The way they are described, the TD Bank registers 125% of the house price as a lien against the property. They can arbitrarily raise the interest rate to as high as prime+10% if they think there is any danger of a default. The mortages cannot be transferred to another lender. The mortage must be paid out and a new one drawn up with the new lender. If the mortgage is higher than the home's value, no other lender would approve the mortgage anyways.

Anyone who borrowed some of that extra 25%, will suffer significant losses if their home value falls even 10%.


----------



## andrewf (Mar 1, 2010)

I need to think about it some more, but on the face of it, this could be a PR disaster for TD.


----------



## KaeJS (Sep 28, 2010)

andrewf said:


> I feel bad for Vancouverites!


I don't.

After the riot they caused, they made Canadians look like fools.

I bet all the other countries are laughing still.

"Look at those Canadians... paying high taxes and then destroying their city in a riot because their brother in the south beat them at a hockey game. What a bunch of fools. Now they will have to pay even more tax to make up for all the damage they caused. Everyone is so nice in Canada that even the police didn't try to stop the riot! The police probably didn't want to hurt anyone's feelings!"
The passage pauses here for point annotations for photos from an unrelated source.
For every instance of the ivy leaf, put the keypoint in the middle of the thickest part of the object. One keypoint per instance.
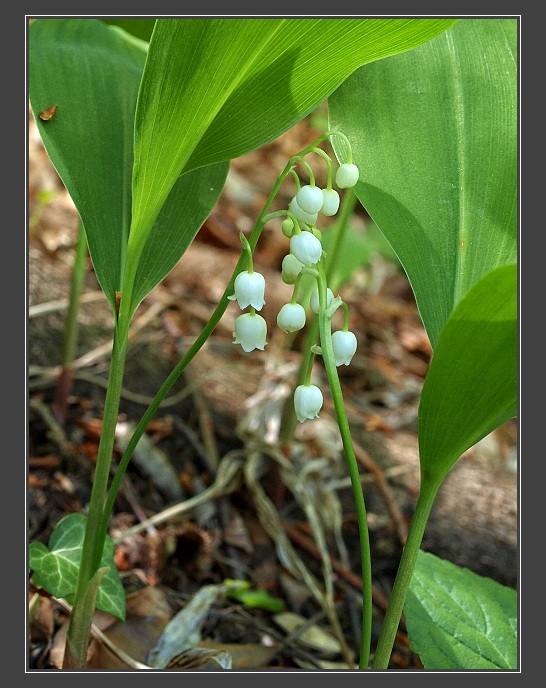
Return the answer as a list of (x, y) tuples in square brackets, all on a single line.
[(92, 72), (56, 568), (457, 619), (215, 89)]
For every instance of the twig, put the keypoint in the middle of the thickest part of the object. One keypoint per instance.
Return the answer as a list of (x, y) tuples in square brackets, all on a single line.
[(369, 464)]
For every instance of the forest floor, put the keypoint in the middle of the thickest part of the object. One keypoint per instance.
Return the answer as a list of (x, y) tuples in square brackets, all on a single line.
[(210, 495)]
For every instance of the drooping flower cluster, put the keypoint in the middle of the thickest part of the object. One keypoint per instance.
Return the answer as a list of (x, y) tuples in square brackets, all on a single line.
[(304, 257)]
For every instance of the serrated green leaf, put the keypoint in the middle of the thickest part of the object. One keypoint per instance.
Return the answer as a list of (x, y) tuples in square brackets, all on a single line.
[(471, 384), (56, 568), (434, 133), (214, 89), (457, 619)]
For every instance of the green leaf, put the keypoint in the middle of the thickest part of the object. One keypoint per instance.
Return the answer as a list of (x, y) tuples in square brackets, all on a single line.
[(56, 568), (241, 592), (357, 250), (457, 619), (434, 133), (187, 207), (471, 384), (214, 89), (92, 72), (141, 28)]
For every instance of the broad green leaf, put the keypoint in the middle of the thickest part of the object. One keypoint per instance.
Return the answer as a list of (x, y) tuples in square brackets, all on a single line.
[(434, 133), (471, 383), (356, 250), (214, 89), (56, 568), (92, 72), (457, 619), (141, 28)]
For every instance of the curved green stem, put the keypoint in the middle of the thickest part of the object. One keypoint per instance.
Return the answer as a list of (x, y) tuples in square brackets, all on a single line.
[(416, 531), (201, 339), (289, 420), (93, 544), (325, 329)]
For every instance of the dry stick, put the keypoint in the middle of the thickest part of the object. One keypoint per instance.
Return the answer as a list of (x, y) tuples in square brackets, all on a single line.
[(307, 544), (383, 487)]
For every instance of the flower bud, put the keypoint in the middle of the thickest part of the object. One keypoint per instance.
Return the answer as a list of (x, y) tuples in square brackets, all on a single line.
[(301, 215), (306, 247), (308, 401), (290, 268), (287, 227), (344, 345), (314, 300), (310, 199), (291, 317), (347, 175), (331, 202), (250, 332), (249, 290)]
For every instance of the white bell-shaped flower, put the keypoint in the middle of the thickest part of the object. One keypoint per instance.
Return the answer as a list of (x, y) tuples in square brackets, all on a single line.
[(290, 268), (344, 345), (287, 227), (291, 317), (308, 401), (314, 300), (331, 202), (301, 215), (249, 290), (310, 199), (347, 175), (250, 332), (306, 247)]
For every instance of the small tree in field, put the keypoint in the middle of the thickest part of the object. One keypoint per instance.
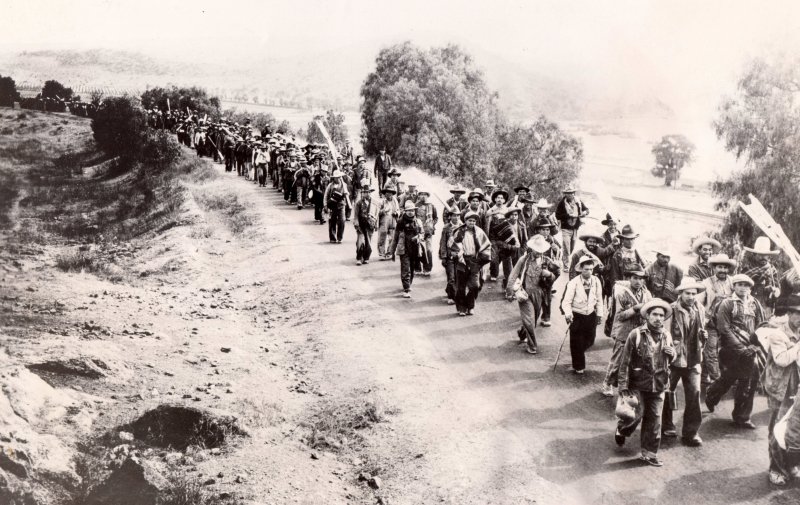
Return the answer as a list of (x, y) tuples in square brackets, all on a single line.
[(672, 153)]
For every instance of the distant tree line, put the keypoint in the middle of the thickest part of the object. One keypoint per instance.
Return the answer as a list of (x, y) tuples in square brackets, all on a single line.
[(433, 108)]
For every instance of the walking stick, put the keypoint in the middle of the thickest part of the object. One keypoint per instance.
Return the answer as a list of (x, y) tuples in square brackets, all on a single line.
[(561, 347)]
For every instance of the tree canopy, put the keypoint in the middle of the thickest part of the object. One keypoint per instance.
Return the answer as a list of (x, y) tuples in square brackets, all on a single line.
[(760, 123), (672, 153), (8, 91)]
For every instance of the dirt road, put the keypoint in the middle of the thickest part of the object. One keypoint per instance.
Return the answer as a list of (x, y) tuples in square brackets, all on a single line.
[(493, 424)]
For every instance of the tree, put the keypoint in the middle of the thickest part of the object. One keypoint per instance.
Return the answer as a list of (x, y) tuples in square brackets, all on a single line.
[(541, 155), (333, 123), (431, 108), (119, 127), (761, 124), (8, 92), (672, 153), (54, 89)]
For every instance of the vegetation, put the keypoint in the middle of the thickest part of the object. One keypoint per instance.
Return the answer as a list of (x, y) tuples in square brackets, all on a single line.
[(761, 124), (333, 123), (8, 92), (433, 108), (672, 153)]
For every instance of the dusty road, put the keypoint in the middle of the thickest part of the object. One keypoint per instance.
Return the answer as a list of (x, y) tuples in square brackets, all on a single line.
[(495, 425)]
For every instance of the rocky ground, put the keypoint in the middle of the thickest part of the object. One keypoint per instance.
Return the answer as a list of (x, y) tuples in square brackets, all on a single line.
[(226, 352)]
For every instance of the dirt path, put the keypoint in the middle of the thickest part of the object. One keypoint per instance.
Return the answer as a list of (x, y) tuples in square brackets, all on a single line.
[(492, 424)]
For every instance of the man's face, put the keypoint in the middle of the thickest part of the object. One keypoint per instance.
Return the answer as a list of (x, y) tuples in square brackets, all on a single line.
[(655, 317), (688, 296), (741, 289)]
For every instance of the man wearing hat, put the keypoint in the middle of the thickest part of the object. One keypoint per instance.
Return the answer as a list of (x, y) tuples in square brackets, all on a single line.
[(782, 341), (426, 212), (630, 296), (529, 274), (717, 288), (389, 212), (472, 250), (383, 163), (688, 337), (569, 212), (334, 200), (736, 319), (704, 247), (663, 276), (365, 222), (583, 309), (408, 237), (644, 372), (445, 245), (759, 267)]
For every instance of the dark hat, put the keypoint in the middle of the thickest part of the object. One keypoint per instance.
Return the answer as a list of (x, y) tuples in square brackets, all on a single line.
[(627, 232), (500, 192)]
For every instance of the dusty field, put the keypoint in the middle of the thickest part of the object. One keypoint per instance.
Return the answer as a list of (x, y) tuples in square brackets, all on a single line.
[(332, 374)]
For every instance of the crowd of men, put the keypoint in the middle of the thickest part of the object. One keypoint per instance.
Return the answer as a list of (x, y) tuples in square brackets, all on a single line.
[(726, 322)]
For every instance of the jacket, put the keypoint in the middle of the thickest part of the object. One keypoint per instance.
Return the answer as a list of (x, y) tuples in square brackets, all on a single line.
[(625, 317), (685, 329), (644, 366)]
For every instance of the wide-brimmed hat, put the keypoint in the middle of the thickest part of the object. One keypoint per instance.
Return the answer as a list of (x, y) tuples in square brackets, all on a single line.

I would never join the army or fight for my country, but that doesn't mean it isnt bothersome when people in Canada act like morons.


----------



## andrewf (Mar 1, 2010)

Well, that was only a few people hundred people causing the majority of the ruckus. Beyond that, the world almost completely ignores us.


----------



## nathan79 (Feb 21, 2011)

KaeJS said:


> I don't.
> 
> After the riot they caused, they made Canadians look like fools.
> 
> ...


Because obviously everyone in Vancouver was rioting. 

Don't be an idiot. The same thing could happen in Toronto, and has if you count the G20.

Oh, and I guess you must really hate Montreal -- they riot when their team WINS. How's that for foolish.

Anyway, no one outside of Canada really cares about Vancouver... and they probably care even less about Toronto.


----------



## Financial Cents (Jul 22, 2010)

Let's make one thing clear - nobody knows what the weather is going to be like tomorrow, let alone a housing forecast. Forecasts are nothing more than some educated guess, which doesn't mean its right and doesn't mean its wrong


----------



## dogcom (May 23, 2009)

Actually the type of people who rioted in Vancouver would probably benefit from a fall in home prices. The ones who would be hurt by it probably wouldn't be involved in the riot.

So to some a nice price drop in places like Vancouver and Toronto would make a riot worthwhile to make prices more affordable.


----------



## beginner (Jul 29, 2011)

*will mutual funds be affected?*

I wonder, if the estimation from TD happens, there is a 10% value declination in house market in the coming two years, how would that affect Canadaian indexed mutual funds? I heard real estate is a major part of Canadian economy. --- will the indexed mutual funds (such as the couthpotato model portofolio) perform better than GIC? --- dummy question... I know.... I am still learning... thank you for your sharing your analysis


----------



## emperor (Jul 24, 2011)

I also wondered if Babyboomers might down grade to condos and buy vacation property in the states. It might free up a lot of family houses.


----------



## dubmac (Jan 9, 2011)

KaeJS said:


> I don't.
> 
> *After the riot they caused, they made Canadians look like fools.
> I bet all the other countries are laughing still.*


I agree KaeJS that the Cup Riots in June are an embarassment to someone living in vancouver- as someone who lives in Vancouver for the past 17 yrs (I am from Milton Ont.), it greatly weighed on people here. I would suggest that the most damage was done by a few (say 100-150) disaffected youth and thugs from areas beyond Vancouver proper. Many caring people went to clean up the mess the next day after this embarassment. No doubt the same issues that triggered the riot are prevalent in Toronto, London England and other cities where large issees create a tinderbox of resentment among many disaffected youth. 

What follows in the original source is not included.